Die britischen Beamten warben auch die ›Royal Society‹ an, um zu behaupten, daß abgereichertes Uran sicher sei, wie es die USA vor der Invasion des Irak im Jahr 2003 getan hatten, indem sie zwei ihrer 2001 und 2002 veröffentlichten Berichte zitierten.

Die ›Royal Society‹ distanzierte sich jedoch von diesen Behauptungen. Ein Sprecher erklärte gegenüber ›Declassified‹, daß abgereichertes Uran trotz der Behauptungen der britischen Regierung kein „aktives Forschungsgebiet“ mehr sei.

Im Jahr 2003 widersprach die ›Royal Society‹ Washington und erklärte gegenüber dem ›Guardian‹, daß Soldaten und Zivilisten im Irak „kurz- und langfristig gefährdet sind. Kinder, die an kontaminierten Orten spielten, waren besonders gefährdet“.

Zur gleichen Zeit warnte der Vorsitzende der ›Arbeitsgruppe der Royal Society für abgereichertes Uran‹, Professor Brian Spratt, vor der Korrosion von Granaten, die zur Verseuchung von Wasservorräten mit abgereichertem Uran führen könnte. Er empfahl, die Wasservorräte regelmäßig zu testen.

 

Stimmen werden zum Schweigen gebracht

Indem Großbritannien auf offensivere Waffen drängte und Geschosse mit abgereichertem Uran in den Krieg einführte, erhöhte es den Einsatz auf zwei gefährliche Arten.

Erstens treibt es eine schicksalhafte Verkettung immer stärkerer Eskalationen voran, einschließlich einer nuklearen Eskalation.

Rußland besitzt ebenfalls Waffen mit abgereichertem Uran, wollte sie aber nicht einsetzen. Für Moskau fällt abgereichertes Uran in die Kategorie der Nuklearwaffen, es entspricht einer ›schmutzigen Bombe‹.

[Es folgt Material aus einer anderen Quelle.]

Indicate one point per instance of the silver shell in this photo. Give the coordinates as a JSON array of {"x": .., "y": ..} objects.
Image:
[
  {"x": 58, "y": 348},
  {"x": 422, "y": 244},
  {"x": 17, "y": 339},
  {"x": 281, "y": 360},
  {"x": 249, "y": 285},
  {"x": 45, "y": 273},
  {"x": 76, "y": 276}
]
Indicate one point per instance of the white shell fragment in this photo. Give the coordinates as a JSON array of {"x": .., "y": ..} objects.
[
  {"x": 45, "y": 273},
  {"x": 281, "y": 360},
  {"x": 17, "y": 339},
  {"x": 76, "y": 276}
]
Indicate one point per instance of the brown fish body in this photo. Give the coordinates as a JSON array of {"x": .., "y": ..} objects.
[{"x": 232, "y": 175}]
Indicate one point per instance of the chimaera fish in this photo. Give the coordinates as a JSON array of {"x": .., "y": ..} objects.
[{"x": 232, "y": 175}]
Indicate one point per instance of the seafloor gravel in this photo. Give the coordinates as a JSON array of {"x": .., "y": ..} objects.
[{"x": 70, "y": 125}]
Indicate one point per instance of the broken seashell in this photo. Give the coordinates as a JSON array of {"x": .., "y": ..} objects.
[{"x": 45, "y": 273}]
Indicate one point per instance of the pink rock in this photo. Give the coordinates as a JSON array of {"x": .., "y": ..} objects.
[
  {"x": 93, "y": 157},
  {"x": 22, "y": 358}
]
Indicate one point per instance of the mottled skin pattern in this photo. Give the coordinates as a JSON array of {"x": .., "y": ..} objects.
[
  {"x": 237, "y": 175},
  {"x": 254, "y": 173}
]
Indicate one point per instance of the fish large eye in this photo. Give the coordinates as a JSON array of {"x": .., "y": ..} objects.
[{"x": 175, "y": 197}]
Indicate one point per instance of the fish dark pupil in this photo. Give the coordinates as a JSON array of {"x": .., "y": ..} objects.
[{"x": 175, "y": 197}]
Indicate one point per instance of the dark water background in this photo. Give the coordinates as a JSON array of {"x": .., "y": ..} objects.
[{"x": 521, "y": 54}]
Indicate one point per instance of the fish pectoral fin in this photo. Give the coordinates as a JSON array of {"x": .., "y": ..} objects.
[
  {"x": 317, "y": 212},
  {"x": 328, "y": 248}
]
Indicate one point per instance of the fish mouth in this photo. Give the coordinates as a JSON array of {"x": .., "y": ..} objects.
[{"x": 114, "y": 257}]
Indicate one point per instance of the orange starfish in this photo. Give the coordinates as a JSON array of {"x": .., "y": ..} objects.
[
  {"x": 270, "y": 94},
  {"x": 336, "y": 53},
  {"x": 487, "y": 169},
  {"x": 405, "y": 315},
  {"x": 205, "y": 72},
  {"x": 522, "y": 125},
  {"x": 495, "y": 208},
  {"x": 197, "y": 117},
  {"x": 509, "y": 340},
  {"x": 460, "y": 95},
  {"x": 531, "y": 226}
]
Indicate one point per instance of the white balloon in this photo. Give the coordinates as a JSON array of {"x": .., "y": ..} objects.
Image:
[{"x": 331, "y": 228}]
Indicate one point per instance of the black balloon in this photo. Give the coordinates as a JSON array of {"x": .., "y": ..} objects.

Als Reaktion auf die Entscheidung Großbritanniens, Panzergeschosse mit abgereichertem Uran zu liefern, beschloß Putin im März, ›taktische‹ Atomwaffen in das benachbarte Weißrußland zu transferieren. Sein Verteidigungsminister Sergej Schoigu erklärte, all dies bringe die Welt „immer näher“ an einen „nuklearen Zusammenstoß“ heran.

Zweitens provoziert Großbritannien auch eine Situation, in der eine katastrophale Entscheidung oder eine einfache Fehlkalkulation Rußlands oder der Ukraine immer wahrscheinlicher wird, wie die Ereignisse der letzten Woche gezeigt haben.

Rußland traf ein militärisches Munitionsdepot in der Westukraine und löste einen riesigen Feuerball aus. Es gab Gerüchte, daß in der Anlage britische Granaten mit abgereichertem Uran gelagert worden sein könnten.

Ob dies nun stimmt oder nicht, es erinnert uns daran, dass Moskau absichtlich oder versehentlich eine solche Lagerstätte treffen und so die Kontamination in einem urbanisierten Gebiet verbreiten könnte.

Da die Ukraine dank Großbritannien bald über ein komplettes Arsenal an Offensivwaffen verfügen wird – nicht nur Langstreckendrohnen, Marschflugkörper und Panzer, sondern auch Kampfflugzeuge – ist es nicht schwer, sich erschreckende Szenarien auszumalen, die Europa schnell an den Rand eines nuklearen Konflikts bringen könnten.

Moskau trifft ein Munitionslager mit abgereichertem Uran und setzt damit eine große Zivilbevölkerung einer toxischen Verseuchung aus. Die Ukraine antwortet mit Luftangriffen innerhalb Rußlands. Ein nuklearer Schlagabtausch in Europa schien noch nie so nah.

Diejenigen, die gesagt haben und sagen, daß es dringend notwendig sei, Friedensgespräche aufzunehmen, anstatt sich auf ein Wettrüsten in der Ukraine einzulassen, scheinen jeden Tag ein bißchen mehr Recht zu bekommen. Wie lange wird es den westlichen Politikern und Medien noch gelingen, diese Stimmen zu unterdrücken?